Adapted from Savory Sweet Life
1 cup unsalted butter, at room temperature
2 cups turbinado sugar
3 tablespoons blackstrap molasses
2 large eggs, at room temperature
1 teaspoon vanilla extract
2¾ cups unbleached all-purpose flour
1½ teaspoons baking powder
1 teaspoon baking soda
1 teaspoon sea salt, plus more for finishing
12 ounces bittersweet dark chocolate, cut into ¼-inch chunks
1. Heat oven to 350 degrees F.
2. Line two baking sheets with a silpat or parchment paper.
3. In a medium bowl, whisk together the flour, baking powder, baking soda, and sea salt. Set aside.

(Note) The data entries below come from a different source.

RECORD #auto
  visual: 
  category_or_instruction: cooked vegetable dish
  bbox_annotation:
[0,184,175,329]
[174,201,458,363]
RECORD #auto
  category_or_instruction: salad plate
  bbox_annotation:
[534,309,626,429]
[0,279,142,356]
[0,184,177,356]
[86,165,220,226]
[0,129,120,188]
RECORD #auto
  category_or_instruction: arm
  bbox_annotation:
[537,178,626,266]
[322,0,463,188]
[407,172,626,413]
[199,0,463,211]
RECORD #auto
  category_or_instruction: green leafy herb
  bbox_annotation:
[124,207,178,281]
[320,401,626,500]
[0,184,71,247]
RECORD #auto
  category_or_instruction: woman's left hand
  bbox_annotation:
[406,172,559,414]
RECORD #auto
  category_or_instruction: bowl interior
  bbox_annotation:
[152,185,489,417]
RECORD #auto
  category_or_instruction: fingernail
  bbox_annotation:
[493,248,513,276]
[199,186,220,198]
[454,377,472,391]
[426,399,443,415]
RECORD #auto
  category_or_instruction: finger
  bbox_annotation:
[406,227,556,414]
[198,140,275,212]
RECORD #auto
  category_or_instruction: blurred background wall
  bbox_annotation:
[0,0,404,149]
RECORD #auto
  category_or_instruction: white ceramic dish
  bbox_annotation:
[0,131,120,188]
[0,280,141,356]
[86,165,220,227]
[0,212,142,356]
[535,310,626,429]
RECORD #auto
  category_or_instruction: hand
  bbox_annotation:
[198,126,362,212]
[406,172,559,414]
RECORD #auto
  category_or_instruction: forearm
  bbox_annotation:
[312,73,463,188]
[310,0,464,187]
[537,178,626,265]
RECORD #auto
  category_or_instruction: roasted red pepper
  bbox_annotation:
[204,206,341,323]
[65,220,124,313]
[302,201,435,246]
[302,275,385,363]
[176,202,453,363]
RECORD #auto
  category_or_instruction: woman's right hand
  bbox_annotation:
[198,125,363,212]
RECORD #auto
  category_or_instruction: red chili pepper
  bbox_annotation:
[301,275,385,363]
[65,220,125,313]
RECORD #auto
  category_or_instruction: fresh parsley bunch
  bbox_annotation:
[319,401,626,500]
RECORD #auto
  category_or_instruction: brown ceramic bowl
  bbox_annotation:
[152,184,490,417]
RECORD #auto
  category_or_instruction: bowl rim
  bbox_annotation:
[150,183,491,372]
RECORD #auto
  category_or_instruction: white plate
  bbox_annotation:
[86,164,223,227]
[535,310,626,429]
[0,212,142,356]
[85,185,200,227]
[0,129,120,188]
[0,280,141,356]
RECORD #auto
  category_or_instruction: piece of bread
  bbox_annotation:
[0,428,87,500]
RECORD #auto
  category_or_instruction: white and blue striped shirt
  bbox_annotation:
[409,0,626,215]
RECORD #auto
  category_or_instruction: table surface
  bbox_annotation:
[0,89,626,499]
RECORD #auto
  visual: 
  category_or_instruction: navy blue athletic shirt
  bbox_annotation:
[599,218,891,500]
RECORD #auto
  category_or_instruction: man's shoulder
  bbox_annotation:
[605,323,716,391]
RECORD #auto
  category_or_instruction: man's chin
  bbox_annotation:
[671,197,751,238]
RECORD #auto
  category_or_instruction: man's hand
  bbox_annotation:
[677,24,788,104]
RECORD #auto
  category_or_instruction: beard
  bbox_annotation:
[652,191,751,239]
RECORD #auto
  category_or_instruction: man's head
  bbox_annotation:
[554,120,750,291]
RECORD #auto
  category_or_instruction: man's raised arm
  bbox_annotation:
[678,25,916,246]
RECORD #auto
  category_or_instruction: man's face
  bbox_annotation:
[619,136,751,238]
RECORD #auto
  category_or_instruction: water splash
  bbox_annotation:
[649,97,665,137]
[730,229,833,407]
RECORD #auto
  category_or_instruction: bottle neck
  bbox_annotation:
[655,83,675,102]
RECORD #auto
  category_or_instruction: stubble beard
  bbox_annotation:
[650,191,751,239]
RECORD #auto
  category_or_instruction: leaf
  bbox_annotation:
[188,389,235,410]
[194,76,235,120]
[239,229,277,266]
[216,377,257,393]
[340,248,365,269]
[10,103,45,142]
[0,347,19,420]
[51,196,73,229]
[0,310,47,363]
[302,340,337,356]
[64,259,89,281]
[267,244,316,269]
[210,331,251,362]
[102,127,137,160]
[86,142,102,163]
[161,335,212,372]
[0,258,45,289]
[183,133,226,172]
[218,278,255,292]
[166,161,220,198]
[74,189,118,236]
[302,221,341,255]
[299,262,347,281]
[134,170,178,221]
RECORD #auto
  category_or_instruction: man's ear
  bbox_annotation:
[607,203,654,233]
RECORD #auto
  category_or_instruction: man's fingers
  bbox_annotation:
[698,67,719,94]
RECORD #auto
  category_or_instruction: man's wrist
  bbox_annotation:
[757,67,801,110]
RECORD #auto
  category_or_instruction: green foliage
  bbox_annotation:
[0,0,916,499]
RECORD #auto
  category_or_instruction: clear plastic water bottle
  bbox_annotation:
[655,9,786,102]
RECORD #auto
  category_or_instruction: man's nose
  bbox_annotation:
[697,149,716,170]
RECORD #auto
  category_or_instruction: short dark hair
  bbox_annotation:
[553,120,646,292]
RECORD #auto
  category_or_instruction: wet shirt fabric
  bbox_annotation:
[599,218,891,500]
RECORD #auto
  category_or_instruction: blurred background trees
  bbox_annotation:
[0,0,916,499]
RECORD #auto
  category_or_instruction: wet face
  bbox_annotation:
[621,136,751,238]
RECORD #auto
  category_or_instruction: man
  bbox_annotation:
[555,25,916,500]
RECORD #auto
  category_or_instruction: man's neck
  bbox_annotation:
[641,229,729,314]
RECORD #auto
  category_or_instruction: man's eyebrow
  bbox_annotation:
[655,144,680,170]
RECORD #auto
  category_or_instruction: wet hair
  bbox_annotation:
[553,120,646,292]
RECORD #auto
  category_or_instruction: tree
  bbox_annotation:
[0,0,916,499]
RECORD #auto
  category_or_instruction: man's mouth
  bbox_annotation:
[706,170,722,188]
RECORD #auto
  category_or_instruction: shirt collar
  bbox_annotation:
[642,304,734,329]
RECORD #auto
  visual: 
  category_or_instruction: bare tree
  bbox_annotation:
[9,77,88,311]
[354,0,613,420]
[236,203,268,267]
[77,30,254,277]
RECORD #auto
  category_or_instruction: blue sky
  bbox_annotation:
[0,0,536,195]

4. In a large, heavy bowl or the bowl of a stand mixer fitted with a paddle attachment, beat the butter on low for 3 minutes.

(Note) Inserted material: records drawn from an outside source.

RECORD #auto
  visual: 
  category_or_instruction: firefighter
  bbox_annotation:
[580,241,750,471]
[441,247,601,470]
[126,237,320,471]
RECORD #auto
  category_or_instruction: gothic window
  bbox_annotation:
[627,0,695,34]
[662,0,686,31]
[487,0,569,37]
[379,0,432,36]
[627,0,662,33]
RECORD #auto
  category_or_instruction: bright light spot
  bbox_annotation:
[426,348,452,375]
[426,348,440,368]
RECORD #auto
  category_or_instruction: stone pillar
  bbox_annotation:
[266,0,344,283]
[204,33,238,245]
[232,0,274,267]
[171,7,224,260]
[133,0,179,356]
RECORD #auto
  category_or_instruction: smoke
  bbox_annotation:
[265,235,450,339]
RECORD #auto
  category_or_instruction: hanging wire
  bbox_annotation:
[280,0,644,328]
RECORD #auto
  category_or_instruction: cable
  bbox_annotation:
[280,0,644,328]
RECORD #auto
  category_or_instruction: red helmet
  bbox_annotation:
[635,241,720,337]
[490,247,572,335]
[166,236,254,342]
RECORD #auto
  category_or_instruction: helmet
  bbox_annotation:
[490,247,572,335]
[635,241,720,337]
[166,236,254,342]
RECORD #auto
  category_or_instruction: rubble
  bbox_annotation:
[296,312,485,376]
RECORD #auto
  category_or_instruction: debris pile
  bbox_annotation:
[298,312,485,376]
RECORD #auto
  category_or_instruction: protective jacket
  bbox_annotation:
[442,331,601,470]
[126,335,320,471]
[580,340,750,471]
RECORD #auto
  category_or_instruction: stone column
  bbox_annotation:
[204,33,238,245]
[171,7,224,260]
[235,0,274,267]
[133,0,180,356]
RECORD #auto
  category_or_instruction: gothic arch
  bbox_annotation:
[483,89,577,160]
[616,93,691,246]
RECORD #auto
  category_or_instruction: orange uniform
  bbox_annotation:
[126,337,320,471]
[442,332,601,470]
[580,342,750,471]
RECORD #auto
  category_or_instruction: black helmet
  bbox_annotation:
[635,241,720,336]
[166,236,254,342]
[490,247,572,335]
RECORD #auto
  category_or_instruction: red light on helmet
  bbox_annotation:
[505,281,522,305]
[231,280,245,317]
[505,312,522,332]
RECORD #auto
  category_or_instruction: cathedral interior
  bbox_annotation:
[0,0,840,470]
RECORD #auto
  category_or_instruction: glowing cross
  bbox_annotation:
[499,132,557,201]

5. Add the sugar and beat for 3 minutes more, until ingredients are light and airy. With mixer still on low, drizzle in the molasses.
6. Add the eggs, one at a time, then the vanilla extract, scraping down the sides as needed. Slowly fold in the flour, mixing just until combined.
7. Fold in the chocolate chunks, making sure they are well dispersed throughout the dough. Cover dough and chill in the refrigerator for 1 hour.
8. Use an ice cream scoop to shape the cookie dough into 2-tablespoon balls, and set on the prepared cookie sheets 3 inches apart. If desired, sprinkle each cookie with a small pinch of sea salt.
9. Bake 12 – 13 minutes, or until the edges are golden and the centers of the cookies are still soft. Cool on baking sheet for 3 minutes, and then use a spatula to set cookies on a wire cooling rack.